When news and footage of David Dao being dragged off United Express flight 3411 to Louisville, Kentucky, went viral—showing the 69-year-old doctor being forcibly removed from his seat and pulled by the arms down the aisle as his glasses fell down his face—most viewers were shocked at the airline’s behavior. Even White House Press Secretary Sean Spicer was troubled, saying in a press briefing that although it wasn’t his place to judge the company’s actions, “I don’t think anyone looks at that video and isn’t a little disturbed that another human being is being treated that way.”
In the wake of that incident—and with several other public relations fiascos before and after it—United saw its stock price drop and its brand become the butt of jokes everywhere from Twitter to late-night shows.
After a company review, the airline announced 10 policy changes, including a rule that customers who were already seated would not be removed involuntarily except over a security or safety risk. American Airlines instituted a similar policy after its competitor’s debacle, and Delta upped the amount of compensation available to passengers who have to give up their spots on overbooked flights.
Such voluntary policy updates are not enough for the authors and supporters of Federal Aviation Administration (FAA) reauthorization bills introduced by committees in both chambers of Congress on Thursday.

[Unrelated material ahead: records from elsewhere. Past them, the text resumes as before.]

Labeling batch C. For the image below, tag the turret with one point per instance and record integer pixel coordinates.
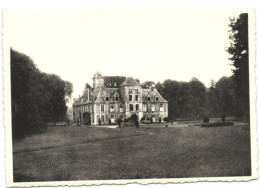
(98, 80)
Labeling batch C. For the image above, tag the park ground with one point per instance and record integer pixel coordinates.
(93, 153)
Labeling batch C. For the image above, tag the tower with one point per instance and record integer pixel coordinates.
(98, 80)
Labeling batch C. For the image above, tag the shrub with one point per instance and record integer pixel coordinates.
(205, 119)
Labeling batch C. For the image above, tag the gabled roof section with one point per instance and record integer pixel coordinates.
(101, 93)
(130, 81)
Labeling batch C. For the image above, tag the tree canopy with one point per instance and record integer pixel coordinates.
(239, 56)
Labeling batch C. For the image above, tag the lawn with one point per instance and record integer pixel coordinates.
(88, 153)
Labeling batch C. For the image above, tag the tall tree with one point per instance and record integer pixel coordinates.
(239, 53)
(221, 97)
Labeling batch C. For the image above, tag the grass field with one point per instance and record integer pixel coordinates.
(87, 153)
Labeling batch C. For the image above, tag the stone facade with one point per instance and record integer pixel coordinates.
(121, 102)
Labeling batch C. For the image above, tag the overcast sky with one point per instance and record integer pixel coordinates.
(146, 44)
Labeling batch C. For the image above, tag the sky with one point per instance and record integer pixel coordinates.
(151, 45)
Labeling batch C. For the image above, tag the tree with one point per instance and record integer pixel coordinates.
(239, 53)
(221, 97)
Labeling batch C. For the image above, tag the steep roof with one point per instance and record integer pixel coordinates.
(130, 81)
(98, 74)
(110, 92)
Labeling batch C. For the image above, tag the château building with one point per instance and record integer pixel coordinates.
(109, 104)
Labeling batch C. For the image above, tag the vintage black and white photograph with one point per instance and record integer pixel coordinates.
(130, 95)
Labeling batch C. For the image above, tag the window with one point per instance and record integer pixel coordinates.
(153, 108)
(136, 107)
(121, 108)
(131, 107)
(144, 107)
(102, 108)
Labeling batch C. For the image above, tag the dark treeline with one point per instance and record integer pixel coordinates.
(192, 100)
(37, 98)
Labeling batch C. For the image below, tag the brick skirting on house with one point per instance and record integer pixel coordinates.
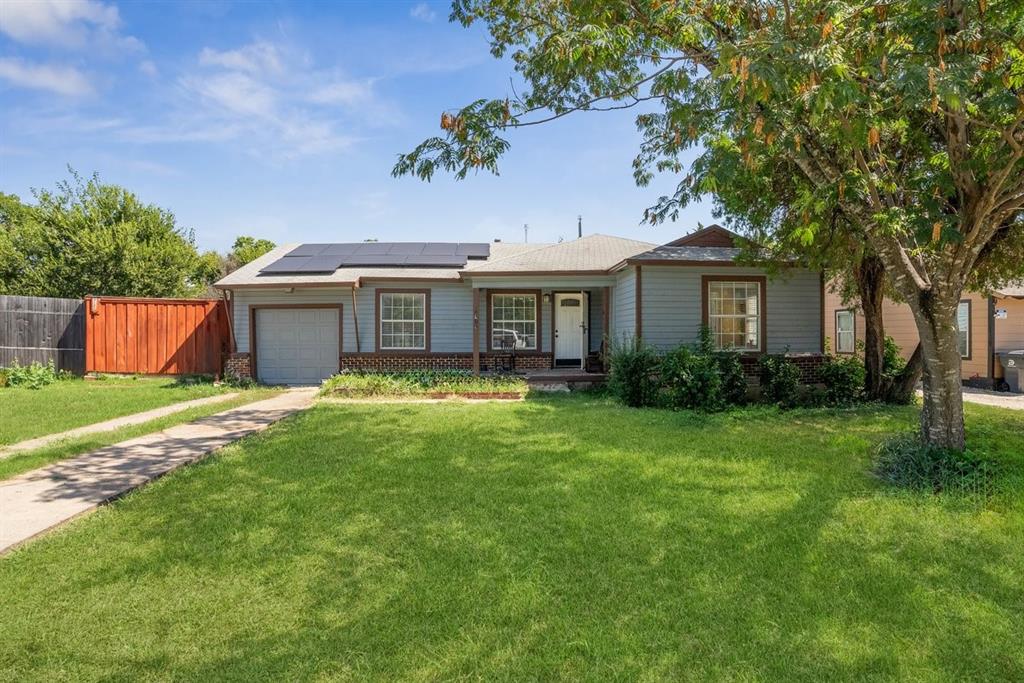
(238, 365)
(809, 365)
(403, 361)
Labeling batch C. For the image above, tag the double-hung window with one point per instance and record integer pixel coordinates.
(513, 315)
(846, 336)
(964, 328)
(402, 321)
(735, 313)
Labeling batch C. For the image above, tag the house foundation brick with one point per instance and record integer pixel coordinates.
(407, 361)
(238, 365)
(809, 365)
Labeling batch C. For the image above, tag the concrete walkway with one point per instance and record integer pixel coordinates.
(40, 500)
(111, 425)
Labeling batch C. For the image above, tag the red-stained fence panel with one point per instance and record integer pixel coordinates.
(155, 336)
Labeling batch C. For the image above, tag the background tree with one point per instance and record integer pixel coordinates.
(897, 124)
(91, 238)
(248, 249)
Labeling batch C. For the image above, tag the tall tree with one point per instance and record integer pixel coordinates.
(247, 249)
(90, 238)
(898, 124)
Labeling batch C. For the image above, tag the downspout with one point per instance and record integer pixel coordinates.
(228, 312)
(355, 317)
(991, 341)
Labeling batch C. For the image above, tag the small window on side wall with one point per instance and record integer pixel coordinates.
(964, 328)
(846, 335)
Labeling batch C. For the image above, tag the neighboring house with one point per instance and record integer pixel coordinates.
(302, 312)
(987, 325)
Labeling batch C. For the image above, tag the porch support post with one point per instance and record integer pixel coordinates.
(605, 329)
(476, 332)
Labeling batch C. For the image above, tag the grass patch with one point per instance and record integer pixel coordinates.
(558, 538)
(905, 462)
(69, 403)
(23, 462)
(426, 383)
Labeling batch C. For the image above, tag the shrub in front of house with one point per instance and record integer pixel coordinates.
(365, 384)
(779, 381)
(844, 380)
(633, 376)
(690, 380)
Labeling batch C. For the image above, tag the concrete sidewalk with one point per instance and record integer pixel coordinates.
(40, 500)
(111, 425)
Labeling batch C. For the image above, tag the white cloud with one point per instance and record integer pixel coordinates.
(342, 92)
(68, 24)
(60, 80)
(423, 12)
(258, 58)
(235, 92)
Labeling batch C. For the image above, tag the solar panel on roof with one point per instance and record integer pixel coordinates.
(329, 257)
(340, 250)
(409, 248)
(373, 248)
(307, 250)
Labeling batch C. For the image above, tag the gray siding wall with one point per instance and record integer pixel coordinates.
(624, 305)
(672, 306)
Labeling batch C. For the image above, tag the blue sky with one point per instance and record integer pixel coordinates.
(283, 120)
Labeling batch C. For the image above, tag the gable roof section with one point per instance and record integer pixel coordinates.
(687, 255)
(590, 254)
(712, 236)
(249, 275)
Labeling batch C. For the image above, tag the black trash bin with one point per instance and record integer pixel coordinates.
(1013, 369)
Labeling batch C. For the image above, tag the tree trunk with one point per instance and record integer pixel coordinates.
(870, 278)
(942, 413)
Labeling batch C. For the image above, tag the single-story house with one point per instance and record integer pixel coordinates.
(988, 325)
(302, 312)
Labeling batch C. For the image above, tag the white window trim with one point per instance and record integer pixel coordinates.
(853, 317)
(535, 319)
(380, 331)
(758, 318)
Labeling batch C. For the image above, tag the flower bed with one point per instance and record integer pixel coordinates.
(426, 384)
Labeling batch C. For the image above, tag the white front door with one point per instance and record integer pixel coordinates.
(570, 329)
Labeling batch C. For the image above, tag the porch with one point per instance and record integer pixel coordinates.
(554, 333)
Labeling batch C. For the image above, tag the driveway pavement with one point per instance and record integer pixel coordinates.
(42, 499)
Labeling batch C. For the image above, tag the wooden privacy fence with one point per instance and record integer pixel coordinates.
(155, 336)
(42, 329)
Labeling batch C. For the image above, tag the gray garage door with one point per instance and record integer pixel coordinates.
(296, 345)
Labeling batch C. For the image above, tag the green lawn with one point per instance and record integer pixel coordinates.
(61, 406)
(562, 538)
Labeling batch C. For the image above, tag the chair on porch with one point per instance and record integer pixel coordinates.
(508, 342)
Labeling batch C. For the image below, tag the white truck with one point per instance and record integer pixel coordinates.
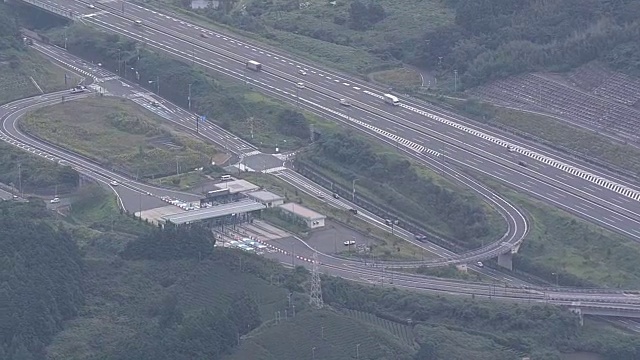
(390, 99)
(254, 65)
(78, 89)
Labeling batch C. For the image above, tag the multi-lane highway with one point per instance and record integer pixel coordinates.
(109, 84)
(594, 299)
(427, 133)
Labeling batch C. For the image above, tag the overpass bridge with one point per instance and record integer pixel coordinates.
(503, 251)
(583, 305)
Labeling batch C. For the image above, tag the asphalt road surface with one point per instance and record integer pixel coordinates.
(359, 272)
(110, 84)
(594, 195)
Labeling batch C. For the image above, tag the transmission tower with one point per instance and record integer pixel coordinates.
(316, 289)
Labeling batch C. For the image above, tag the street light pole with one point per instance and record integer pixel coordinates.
(353, 190)
(455, 80)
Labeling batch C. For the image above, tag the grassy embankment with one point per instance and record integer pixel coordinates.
(386, 245)
(340, 47)
(16, 76)
(123, 298)
(555, 133)
(120, 134)
(579, 252)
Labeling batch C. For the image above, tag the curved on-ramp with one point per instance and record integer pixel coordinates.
(594, 298)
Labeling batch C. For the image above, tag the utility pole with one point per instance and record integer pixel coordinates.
(293, 255)
(455, 80)
(119, 54)
(442, 159)
(353, 190)
(20, 179)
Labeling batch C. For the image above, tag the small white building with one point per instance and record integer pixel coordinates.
(266, 198)
(311, 218)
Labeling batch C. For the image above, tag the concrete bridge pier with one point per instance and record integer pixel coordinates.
(578, 311)
(506, 260)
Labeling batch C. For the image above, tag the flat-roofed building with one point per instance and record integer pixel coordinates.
(237, 186)
(266, 198)
(225, 213)
(307, 216)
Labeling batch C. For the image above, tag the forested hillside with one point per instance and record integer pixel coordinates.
(40, 280)
(482, 39)
(497, 38)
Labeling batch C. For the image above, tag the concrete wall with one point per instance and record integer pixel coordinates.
(315, 223)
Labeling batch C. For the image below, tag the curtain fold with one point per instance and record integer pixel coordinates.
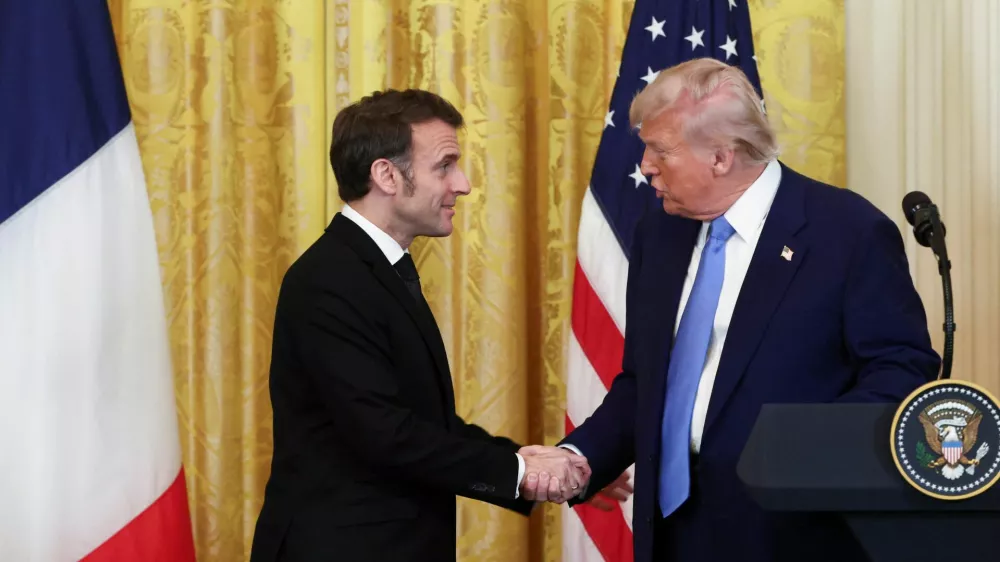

Both the House bill, the “21st Century Aviation Innovation, Reform, and Reauthorization Act,” and the Senate bill, “S. 1405, the Federal Aviation Administration (FAA) Reauthorization Act of 2017,” include language meant to protect passengers in situations like the one United blundered a few months ago.
“I believe [the United incident] did play a role,” Representative Lou Barletta (R-Pa.) told The Hill.
The legislation would prevent airlines from taking passengers off planes involuntarily after boarding, save for instances in which they are considered risks to security, safety or health, or when they are being disruptive or engaging in unlawful behavior. It would also clarify that there is no federal limit to the amount of compensation airlines can offer passengers on overbooked flights.
“A lot of it is clarifying some of the rules,” Representative Blake Farenthold (R-Texas) told The Hill. “There was some discussion with United that there was a limit as to what they can pay. This legislation makes it clear that that is not the case.”
The House bill boasted a bipartisan list of sponsors in addition to LoBiondo: Bill Shuster (R-Pa.), Sam Graves (R-Mo.), Paul Mitchell (R-Mich.), Colleen Hanabusa (D-Hawaii) and Kyrsten Sinema (D-Ariz.).
The Senate version of the bill—also a bipartisan effort, sponsored by John Thune (R-S.D.), Bill Nelson (D-Fla.), Roy Blunt (R-Mo.) and Maria Cantwell (D-Wash.)—calls for a review of airlines’ policies on overselling and would force them to spell out their boarding and bumping procedures directly to passengers on their itineraries or receipts, or in some other format.
“This is a good example of what can happen when Republicans and Democrats work toward the same goal,” Nelson said. “With this bill, we’re putting the flying public first and insisting they receive better treatment from the airlines.”